This essay was originally published on November 4, 2010, on the site PerfumePosse.com.
How many of us have loved and lost? I’m not just talking about perfume: friends, family members, spouses, pets…we mourn for different things in different ways, and no two are ever alike.
Three years ago, my life as I knew it changed forever. The details of this transformation don’t matter, but in coping with all the upheaval, I decided, who better to help get me through it than family? Turns out, this was the worst decision I could have made.
Those of you with close, reliable family ties might be thinking: how could family possibly turn their backs on one of its members? The answer to that question is: quite easily. This isn’t an essay written in anger, and as I said, the details don’t matter.

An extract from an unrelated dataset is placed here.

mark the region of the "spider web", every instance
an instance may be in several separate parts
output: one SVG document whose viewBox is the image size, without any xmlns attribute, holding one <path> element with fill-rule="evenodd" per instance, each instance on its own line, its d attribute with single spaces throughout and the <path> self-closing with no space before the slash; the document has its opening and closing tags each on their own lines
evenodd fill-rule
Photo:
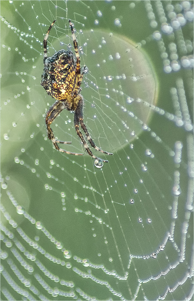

What matters are the lessons we learn from our experiences. The lesson I’ve learned is this: no matter how awful things get, the only person you can rely upon when the going gets tough is yourself. Nothing and no one else matters more.
I’ve lost my entire perfume collection; all my Serges; everything. As far as I know, the bottles themselves are still alive and well, I am just being denied access to them. Unfortunately, they will be elsewhere in a few weeks time, and there isn’t anything I can do about that. Many of you know I’ve been living with my aunt and uncle in Toronto for the past year, and sadly, my relationship with my aunt took a turn so sharp that not only am I no longer living in her home, I am not allowed, by her mandate, to access any of my belongings except through third parties. I’ve joked in the past about my aunt’s intolerance to my fragrant endeavours, and always did so cheekily, and without rancour. But, our conflict now goes much deeper, and, I fear, there won’t be any reconciliation in the near future.
The casualties of this particular war are my material possessions. In making my move from the DC area in August 2009, I jettisoned most of my belongings. What’s left, I’ve realized, doesn’t mean all that much to me, including my bottles of fragrance. I’m not saying I will not continue to love fragrance; I always will, and I will continue to write here at the Posse indefinitely (or for as long as they’ll have me). Going through as much as I have for as long as I have, has made me realize it is impossible to hang on to everything. I’ve thought about the prolific disasters of the recent past: September 11, hurricane Katrina, the Thailand tsunami, the earthquakes in India, China and Haiti; not to mention others. Those who were lucky enough to survive found the will to carry on, despite losing all their worldly possessions. Thankfully, my situation isn’t anywhere near as tragic as those; but I have a grasp of what matters. The rest is just extraneous; including my perfumes. It might take me a while to get back to the Salons in Paris, but no one will ever be able to take away my memories of being there. The scents will live on in the same manner.
I’ve chosen to share this with all of you because writing it down is part of the journey. My ability to do so is something no one will ever deprive me of. That is the most empowering feeling I can ever know. Dissemination of information may not always accomplish what you want it to, but in this instance, the forum of fragrance goes much deeper than the actual scents. We revel in our knowledge and find solace in our common interests. Loving and losing is part of life. The loss may be a precious, irreplaceable vintage bottle of something, or it could be everything. In my case, the loss is all encompassing; but only metaphorically. The tangible items may be gone, but there is the hope of a brighter future, and even more scents to sniff and enjoy.